Per-child tax deduction would be fairer: The bias shown by the federal taxation system in favour of two-income families over single-income families means the government believes some children are worth more than others. Kenneth Boessenkool and James Davies argue that it’s time to return fairness to families.

Are some families’ kids worth more than others’ kids? An innocuous question with, for most of us, an obvious answer. Yet if he were asked it in the House of Commons, Finance Minister Paul Martin might sense a setup and sidestep it. On the assumption that what you do means more than what you say, his instincts would be sound: the earnings status and income level of parents produce enormous differences in the amount Ottawa allows families with children to exempt from tax. 

This is a good basis for comparison since parents have an obligation to care for their children. The minimum money needed for this purpose should be excluded from tax for all families. Currently it is not. 

Consider two families, one with two income earners and the other with one, and both having two children aged three and five. 

Dual-earner families have high incomes: three-quarters of the top 40 per cent of families ranked by income, but only a quarter of the bottom 20 per cent, are dual earners, and their average family income is $71,100. With this average, they could exempt $14,000 from tax as a result of the child-care deduction and approximately $500 due to the refundable child tax benefit (the value of the child benefit received divided by the couple’s marginal tax rate) for a total of $14,500. 

Most families with a single breadwinner, on the other hand, earn low incomes — there are twice as many of them in the bottom 40 per cent as in the top 40 per cent of families ranked by income, and their average income is $52,500. At that level, they can exempt about $1,000 from tax due to the child tax benefit, or $13,500 less than the average, higher-earning, dual-income family can exempt. 

Statistics Canada’s large-city “low income cut-off” (LICO) for a family of four is $32,000. How do these two families’ tax burdens compare at that level? 

The dual-earner family (with two equal incomes) would be able to exempt about $2,200 as a result of the child tax benefit, $150 from the child portion of the refundable goods and services tax (GST) credit, and up to $14,000 for child-care expenses. As the family is unlikely to spend this much on child care, a more realistic amount would be half that, or $7,000. 

Thus, the family’s total amount of exempt income comes to $9,350. 

The single-earner family would be able to exempt about $2,100 as a result of the refundable child tax benefit — lower than for the dual-earner family because the taxback on federal refundable credits is based on net (after the child-care expense deduction) rather than gross income. The family receives no GST credit for the same reason. The shortfall for the single-earner family comes to $7,250. 

Ottawa does, then, seem to value some children more than others. A critic of this interpretation might point out that most of the difference is due to child care, which should be viewed as a cost of earning income rather than as evidence of Ottawa’s bias in favour of certain kinds of families. Our rejoinder would be merely to ask whether the disparities between single- and dual-earner families with children need to be so large. Even without child care, kids create big bills, a fact Ottawa ignores. 

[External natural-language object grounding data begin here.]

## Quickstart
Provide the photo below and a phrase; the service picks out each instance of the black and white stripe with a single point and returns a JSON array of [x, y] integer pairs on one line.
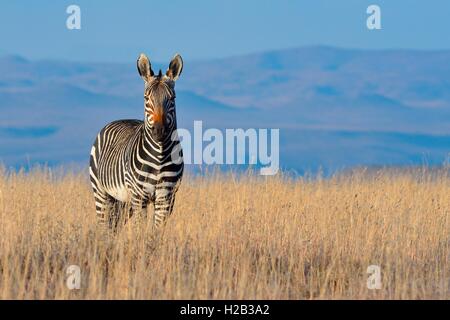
[[134, 163]]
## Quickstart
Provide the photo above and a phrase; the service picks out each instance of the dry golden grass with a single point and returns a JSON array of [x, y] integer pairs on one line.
[[233, 238]]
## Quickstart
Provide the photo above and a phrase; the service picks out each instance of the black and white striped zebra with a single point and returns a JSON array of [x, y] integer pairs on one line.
[[133, 162]]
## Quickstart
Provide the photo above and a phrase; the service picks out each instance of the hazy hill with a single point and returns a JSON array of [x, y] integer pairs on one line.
[[335, 107]]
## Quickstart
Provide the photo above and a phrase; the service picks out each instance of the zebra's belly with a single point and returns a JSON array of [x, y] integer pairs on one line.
[[120, 193]]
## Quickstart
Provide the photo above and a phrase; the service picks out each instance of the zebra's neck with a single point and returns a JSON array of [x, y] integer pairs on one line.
[[158, 150]]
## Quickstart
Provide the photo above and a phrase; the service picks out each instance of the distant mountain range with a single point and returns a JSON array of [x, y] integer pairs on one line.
[[335, 108]]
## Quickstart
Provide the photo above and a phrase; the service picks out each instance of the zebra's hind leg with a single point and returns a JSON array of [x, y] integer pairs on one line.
[[106, 209]]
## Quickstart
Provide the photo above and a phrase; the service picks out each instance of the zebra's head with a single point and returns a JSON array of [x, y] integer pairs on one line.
[[159, 96]]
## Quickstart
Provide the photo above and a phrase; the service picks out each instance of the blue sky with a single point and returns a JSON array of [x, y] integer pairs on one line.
[[118, 30]]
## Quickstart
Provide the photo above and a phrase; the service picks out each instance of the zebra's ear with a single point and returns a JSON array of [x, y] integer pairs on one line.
[[144, 67], [175, 67]]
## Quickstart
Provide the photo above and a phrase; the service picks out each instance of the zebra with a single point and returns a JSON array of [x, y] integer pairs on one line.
[[134, 162]]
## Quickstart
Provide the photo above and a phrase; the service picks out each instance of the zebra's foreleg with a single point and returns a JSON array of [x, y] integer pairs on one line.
[[164, 201]]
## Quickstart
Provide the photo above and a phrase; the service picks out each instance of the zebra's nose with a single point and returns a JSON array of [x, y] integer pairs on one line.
[[158, 131]]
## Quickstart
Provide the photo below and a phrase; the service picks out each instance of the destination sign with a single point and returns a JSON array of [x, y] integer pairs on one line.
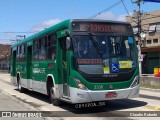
[[101, 27], [89, 61]]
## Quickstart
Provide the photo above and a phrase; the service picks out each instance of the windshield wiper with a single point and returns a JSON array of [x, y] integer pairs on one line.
[[95, 44]]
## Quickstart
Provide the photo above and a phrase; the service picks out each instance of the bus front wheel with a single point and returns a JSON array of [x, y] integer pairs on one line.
[[54, 100]]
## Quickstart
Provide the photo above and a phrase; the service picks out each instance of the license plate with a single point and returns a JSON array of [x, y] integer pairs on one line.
[[111, 95]]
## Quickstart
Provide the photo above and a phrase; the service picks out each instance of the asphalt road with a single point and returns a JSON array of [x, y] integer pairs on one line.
[[12, 100]]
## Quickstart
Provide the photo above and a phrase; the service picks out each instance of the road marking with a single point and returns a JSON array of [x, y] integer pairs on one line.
[[152, 107]]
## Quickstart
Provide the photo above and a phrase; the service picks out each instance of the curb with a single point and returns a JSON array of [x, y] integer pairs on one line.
[[26, 105]]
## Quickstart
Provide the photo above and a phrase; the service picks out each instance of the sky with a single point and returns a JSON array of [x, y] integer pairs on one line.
[[26, 17]]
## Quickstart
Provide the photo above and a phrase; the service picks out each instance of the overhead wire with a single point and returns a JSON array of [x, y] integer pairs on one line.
[[112, 6]]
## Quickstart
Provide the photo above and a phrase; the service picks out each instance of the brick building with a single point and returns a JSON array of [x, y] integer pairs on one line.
[[150, 39]]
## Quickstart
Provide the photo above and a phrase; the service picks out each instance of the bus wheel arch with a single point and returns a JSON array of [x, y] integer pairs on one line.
[[51, 92]]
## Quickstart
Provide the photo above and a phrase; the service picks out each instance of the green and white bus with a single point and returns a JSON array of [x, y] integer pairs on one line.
[[78, 61]]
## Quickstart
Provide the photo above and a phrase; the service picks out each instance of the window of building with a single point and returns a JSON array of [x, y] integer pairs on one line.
[[149, 41], [152, 28], [155, 40]]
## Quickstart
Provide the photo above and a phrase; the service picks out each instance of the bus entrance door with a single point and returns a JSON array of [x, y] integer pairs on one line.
[[63, 69], [29, 67]]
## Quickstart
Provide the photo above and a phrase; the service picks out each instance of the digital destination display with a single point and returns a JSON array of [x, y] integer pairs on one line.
[[101, 27]]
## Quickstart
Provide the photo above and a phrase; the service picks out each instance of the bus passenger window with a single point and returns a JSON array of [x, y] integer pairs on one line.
[[35, 51], [51, 49]]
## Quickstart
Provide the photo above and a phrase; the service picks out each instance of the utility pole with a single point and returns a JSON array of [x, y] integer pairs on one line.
[[138, 2]]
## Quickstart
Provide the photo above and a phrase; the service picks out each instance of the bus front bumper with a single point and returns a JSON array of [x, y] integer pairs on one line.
[[82, 96]]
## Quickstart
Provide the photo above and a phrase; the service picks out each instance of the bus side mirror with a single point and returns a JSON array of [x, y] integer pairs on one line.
[[68, 43]]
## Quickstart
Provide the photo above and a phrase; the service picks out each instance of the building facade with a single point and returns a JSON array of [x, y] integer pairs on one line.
[[150, 39]]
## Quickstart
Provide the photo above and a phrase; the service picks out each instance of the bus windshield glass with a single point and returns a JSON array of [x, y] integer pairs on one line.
[[104, 54]]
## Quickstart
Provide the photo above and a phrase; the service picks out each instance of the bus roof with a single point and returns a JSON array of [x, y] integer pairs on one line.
[[62, 25]]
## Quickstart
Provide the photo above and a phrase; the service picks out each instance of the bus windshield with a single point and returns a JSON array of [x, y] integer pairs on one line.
[[104, 54]]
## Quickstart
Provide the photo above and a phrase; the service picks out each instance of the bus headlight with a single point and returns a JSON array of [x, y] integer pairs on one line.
[[135, 81], [79, 84]]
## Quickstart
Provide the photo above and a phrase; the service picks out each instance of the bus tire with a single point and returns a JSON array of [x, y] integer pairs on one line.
[[20, 88], [54, 100]]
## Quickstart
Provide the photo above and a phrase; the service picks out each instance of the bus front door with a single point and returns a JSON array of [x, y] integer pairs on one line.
[[29, 67], [63, 70]]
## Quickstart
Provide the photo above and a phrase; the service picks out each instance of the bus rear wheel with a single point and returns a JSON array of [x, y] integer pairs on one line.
[[54, 100]]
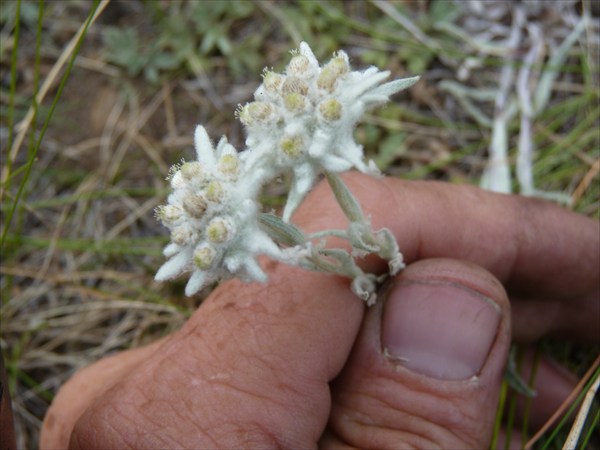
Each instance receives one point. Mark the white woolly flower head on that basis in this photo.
(304, 118)
(212, 216)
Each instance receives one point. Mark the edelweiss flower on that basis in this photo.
(304, 119)
(213, 218)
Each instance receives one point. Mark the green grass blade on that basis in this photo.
(33, 154)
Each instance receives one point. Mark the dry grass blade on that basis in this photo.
(559, 412)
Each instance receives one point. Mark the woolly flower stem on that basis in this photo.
(301, 123)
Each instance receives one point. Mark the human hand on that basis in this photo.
(300, 362)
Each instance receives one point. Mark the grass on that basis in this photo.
(108, 116)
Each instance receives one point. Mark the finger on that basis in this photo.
(82, 389)
(546, 256)
(426, 369)
(270, 348)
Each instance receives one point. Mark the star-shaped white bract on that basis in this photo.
(303, 120)
(212, 214)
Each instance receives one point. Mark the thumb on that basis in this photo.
(426, 369)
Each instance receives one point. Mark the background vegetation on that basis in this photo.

What if Ottawa were to introduce a $2,000 per child deduction and reduce the maximum child-care deduction by the same amount? These changes would cost the federal treasury about $3 billion. At the middle to upper end of the family-income spectrum, this would reduce the discrepancy between single- and dual-earner families by $4,000. Dual-earner families would see no change — the reduction in child care expense deductions would be offset by the new deductions and single-earner families would exempt two per-child deduction amounts. 

Nearly all the families at the lower end of the family income spectrum would receive an additional $2,000 in tax-free income per child. Our dual-earner family at the LICO level would be unaffected by changes to the child-care deduction since it does not claim the maximum; it would therefore get $4,000 in additional tax-free income. Low-income single-earner families would get a $2,000 deduction for each child. 

This proposal would accomplish at least two things. First, for families with average or higher incomes, the discrepancy in tax-exempt income between single- and dual-earner families with children would fall. Second, it would recognize that the presence of every child should cause the taxable income of the parents to fall by a basic amount — an amount that would not differ across families. 

Are some families’ kids worth more than others’ kids? A new per-child tax deduction would allow the finance minister to give this question the straight answer it deserves.